Ist Design in der Lage, eine andere, bessere Welt zu schaffen, jenseits von Innovationsdruck? Welche Lösungen bietet die Designtheorie hierfür an? Im aktuellen Heft stellen wir Ihnen die Gestalterin Sarah Dorkenwald und die Designtheoretikerin Karianne Fogelberg vor, die in ihrer gemeinsamen Praxis als UnDesignUnit das Selbstverständnis innerhalb der Designpraxis hinterfragen. In ihren Projekten, oft interdisziplinär und in Kooperation mit anderen Akteur:innen und Institutionen, möchten sie neue Spielräume ausloten, die es für die Zukunft des Designs braucht. Pardon, für die Zukünfte: Dorkenwald und Fogelberg sprechen mit Vorliebe darüber, dass es unterschiedliche Entwürfe geben muss, die unsere Fantasie anregen und Transformation durch Design ermöglichen.

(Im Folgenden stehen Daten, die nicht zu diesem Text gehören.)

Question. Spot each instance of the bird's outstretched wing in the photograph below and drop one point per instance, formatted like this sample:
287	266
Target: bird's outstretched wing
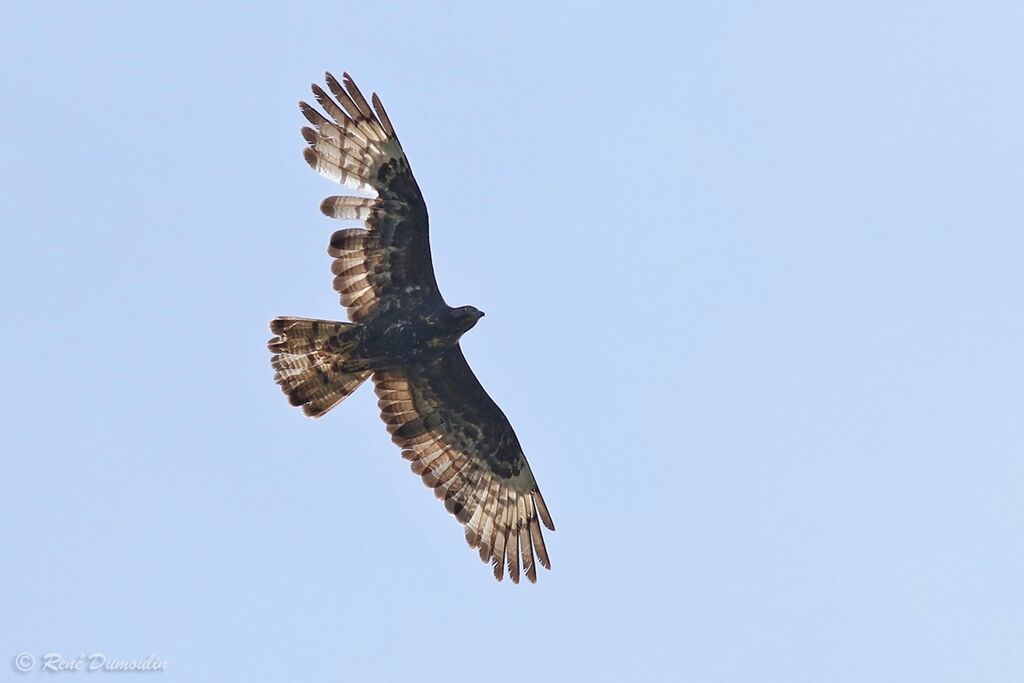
387	264
464	447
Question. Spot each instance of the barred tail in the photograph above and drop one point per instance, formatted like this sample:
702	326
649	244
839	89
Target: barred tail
316	361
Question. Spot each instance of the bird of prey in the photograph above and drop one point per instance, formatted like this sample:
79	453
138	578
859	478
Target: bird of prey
404	336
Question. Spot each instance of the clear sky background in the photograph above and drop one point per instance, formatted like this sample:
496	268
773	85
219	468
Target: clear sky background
753	274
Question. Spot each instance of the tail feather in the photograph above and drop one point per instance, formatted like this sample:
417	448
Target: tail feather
316	363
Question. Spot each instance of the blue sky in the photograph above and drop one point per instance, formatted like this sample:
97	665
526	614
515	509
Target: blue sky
754	291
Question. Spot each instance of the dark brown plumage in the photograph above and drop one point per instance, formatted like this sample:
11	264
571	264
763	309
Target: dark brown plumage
403	335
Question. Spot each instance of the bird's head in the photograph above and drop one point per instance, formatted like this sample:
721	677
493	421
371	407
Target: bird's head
466	316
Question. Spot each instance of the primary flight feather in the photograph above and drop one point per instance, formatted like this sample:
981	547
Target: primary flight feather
404	336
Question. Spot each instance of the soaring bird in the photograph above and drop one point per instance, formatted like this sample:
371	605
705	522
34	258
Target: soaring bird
403	335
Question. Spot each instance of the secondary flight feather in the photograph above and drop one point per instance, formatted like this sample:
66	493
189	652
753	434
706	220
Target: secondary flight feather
403	336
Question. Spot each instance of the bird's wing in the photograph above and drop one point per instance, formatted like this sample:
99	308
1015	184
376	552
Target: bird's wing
464	447
386	263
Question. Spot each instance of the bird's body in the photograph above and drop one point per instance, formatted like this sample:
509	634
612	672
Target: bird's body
403	335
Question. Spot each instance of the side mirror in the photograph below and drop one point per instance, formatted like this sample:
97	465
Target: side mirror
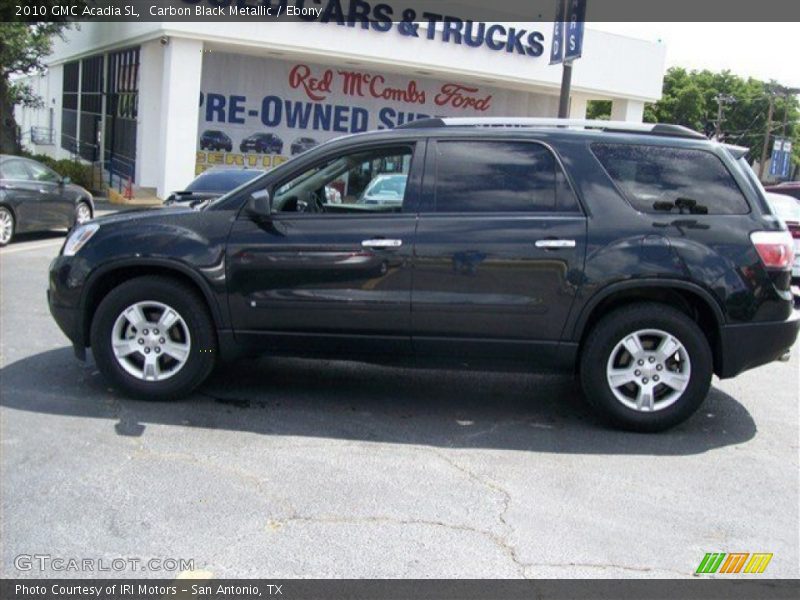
259	204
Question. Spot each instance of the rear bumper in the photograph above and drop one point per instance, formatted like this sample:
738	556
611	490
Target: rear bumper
751	345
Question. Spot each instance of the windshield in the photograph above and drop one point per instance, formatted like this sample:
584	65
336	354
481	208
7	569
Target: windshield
222	180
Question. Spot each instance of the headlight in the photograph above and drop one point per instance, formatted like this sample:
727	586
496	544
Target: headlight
79	237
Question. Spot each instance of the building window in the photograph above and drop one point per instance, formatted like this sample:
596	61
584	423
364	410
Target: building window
91	108
69	107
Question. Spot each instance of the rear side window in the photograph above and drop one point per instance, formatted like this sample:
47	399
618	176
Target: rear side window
14	169
500	176
658	179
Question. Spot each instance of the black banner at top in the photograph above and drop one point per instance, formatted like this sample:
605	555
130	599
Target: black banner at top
375	12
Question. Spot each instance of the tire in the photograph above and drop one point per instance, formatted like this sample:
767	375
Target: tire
80	211
605	356
193	334
8	226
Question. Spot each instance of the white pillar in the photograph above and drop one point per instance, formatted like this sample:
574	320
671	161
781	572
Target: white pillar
180	110
577	106
148	126
627	110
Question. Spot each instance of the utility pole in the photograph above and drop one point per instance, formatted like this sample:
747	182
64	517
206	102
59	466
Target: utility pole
722	99
765	148
566	84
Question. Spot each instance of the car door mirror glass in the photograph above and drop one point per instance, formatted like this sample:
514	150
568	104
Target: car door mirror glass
259	204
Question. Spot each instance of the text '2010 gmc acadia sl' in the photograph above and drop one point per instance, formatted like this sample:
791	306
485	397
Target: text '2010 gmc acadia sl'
642	257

Sarah und Karianne, ihr wart beide für die Zeitschrift form tätig, wenn auch nicht zeitgleich, und habt euch darüber kennengelernt. Wenn man merkt, dass es nicht nur berufliche Gemeinsamkeiten, sondern auch Sympathien gibt, dann fällt oft der Satz: »Wir müssen mal was zusammen machen!« Was war bei euch der Auslöser, dass ihr Projekte gemeinsam initiiert habt?
Sarah: Unsere erste Zusammenarbeit als UnDesinUnit war für das neue Naturkundemuseum Biotopia in München, das gerade im Aufbau ist. Mit einem jährlichen Festival möchte das Gründungsteam zukünftige Inhalte des Museums thematisieren und einer breiten Öffentlichkeit zugänglich machen. Wir wurden 2018 und 2019 beauftragt, es jeweils mit einem thematischen Schwerpunkt zu kuratieren. Mit experimentellen, spielerischen, sinnlichen und partizipativen Formaten haben wir die Besucher:innen für diese Entwicklungen des 21. Jahrhunderts wie zum Beispiel biologisch abbaubare oder synthetische Materialien an der Schnittstelle zur Biotechnologie, aber auch zur Mode sensibilisiert.

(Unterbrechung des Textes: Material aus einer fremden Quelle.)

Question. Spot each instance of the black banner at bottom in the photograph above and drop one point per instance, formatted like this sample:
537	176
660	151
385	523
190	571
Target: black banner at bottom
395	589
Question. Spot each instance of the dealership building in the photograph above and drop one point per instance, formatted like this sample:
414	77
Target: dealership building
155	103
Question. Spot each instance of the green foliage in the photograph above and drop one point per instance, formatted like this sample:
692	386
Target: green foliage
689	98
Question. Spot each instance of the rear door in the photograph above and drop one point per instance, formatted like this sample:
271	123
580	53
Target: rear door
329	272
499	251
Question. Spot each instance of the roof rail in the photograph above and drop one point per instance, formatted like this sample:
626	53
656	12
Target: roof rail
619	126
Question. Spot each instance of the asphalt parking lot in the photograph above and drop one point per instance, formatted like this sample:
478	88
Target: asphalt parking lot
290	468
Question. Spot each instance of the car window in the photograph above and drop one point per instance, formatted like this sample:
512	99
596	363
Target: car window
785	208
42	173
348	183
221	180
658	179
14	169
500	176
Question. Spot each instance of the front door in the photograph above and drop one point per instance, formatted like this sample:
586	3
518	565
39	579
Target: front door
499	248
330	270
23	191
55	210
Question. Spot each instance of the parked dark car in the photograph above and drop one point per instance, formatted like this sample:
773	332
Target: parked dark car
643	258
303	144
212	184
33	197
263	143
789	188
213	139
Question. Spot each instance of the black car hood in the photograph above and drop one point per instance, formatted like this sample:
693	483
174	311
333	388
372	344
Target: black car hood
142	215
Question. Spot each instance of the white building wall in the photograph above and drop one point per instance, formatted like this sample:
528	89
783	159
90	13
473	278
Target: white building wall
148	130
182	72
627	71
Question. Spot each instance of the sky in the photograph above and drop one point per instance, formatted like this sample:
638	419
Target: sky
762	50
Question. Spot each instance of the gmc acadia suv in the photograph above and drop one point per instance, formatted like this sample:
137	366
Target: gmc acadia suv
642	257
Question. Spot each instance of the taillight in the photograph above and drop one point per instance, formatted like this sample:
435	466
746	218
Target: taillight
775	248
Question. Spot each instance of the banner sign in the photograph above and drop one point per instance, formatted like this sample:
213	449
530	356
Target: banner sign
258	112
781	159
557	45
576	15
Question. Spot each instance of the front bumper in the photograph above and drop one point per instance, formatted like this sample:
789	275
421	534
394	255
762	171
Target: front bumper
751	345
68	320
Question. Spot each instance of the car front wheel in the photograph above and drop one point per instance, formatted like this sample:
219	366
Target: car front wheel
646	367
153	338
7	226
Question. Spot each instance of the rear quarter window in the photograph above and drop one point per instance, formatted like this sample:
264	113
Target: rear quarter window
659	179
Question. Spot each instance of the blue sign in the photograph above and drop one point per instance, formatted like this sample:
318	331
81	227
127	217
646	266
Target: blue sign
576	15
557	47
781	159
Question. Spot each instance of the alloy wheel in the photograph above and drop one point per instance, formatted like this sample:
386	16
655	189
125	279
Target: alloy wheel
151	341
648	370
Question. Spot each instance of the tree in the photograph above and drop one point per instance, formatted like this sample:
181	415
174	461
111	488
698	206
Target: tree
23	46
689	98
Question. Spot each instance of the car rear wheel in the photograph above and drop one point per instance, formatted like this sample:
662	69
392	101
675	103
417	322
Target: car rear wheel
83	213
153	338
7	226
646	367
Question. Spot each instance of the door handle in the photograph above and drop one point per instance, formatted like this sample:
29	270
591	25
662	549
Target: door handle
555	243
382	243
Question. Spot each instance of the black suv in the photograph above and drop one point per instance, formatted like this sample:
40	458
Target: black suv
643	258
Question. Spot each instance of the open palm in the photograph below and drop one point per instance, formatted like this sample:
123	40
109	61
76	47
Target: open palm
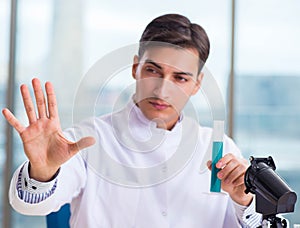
44	144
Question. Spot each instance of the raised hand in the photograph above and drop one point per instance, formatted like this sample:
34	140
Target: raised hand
44	144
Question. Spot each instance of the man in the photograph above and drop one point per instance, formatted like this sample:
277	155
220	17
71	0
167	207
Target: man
148	131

Ist das üblich für eine Museumsplanung, so weit auszuholen und in der Entstehungsphase sogar ein sorgfältig kuratiertes Festival zu planen?
Sarah: In diesem Fall schon, weil es noch so lange hin ist, bis das Museum eröffnet wird. DasTeam möchte sichtbar machen, woran es arbeitet und die zukünftigen Besucher:innen frühzeitig abholen.
Karianne: Biotopia möchte das dualistische Denken überwinden, das den Menschen auf der einen und die Natur auf der anderen Seite als getrennte Entitäten sieht. Das ist ein sehr zeitgemäßer Ansatz in aktuellen wissenschaftlichen Diskursen, aber auch in den Künsten und im Design. Dieser für viele naturwissenschaftliche Museen noch relativ neue, eigenständige Weg muss vermittelt werden. Im Namen »Biotopia« steckt das auch schon drin: Er ist zwar angelehnt an Utopie, gleichzeitig erhebt er den Anspruch, die ökologischen Zusammenhänge und Wechselwirkungen stärker in den Blick zu rücken. Auch deswegen ist die Zusammenarbeit mit uns zustande gekommen ist: Wir arbeiten interdisziplinär und mit Gestaltung als Methode, mit der sich Vermittlungsformate konzipieren lassen. Es ist Bestandteil unseres Kuratierens, nicht nur Vertreter:innen unterschiedlicher Disziplinen einzuladen, sondern auch Formate zu entwickeln, die sehr komplexe Inhalte in verschiedenen Registern anschaulich werden lassen und aktuelle Forschung mit Design, Kunst oder Architektur zusammenbringen.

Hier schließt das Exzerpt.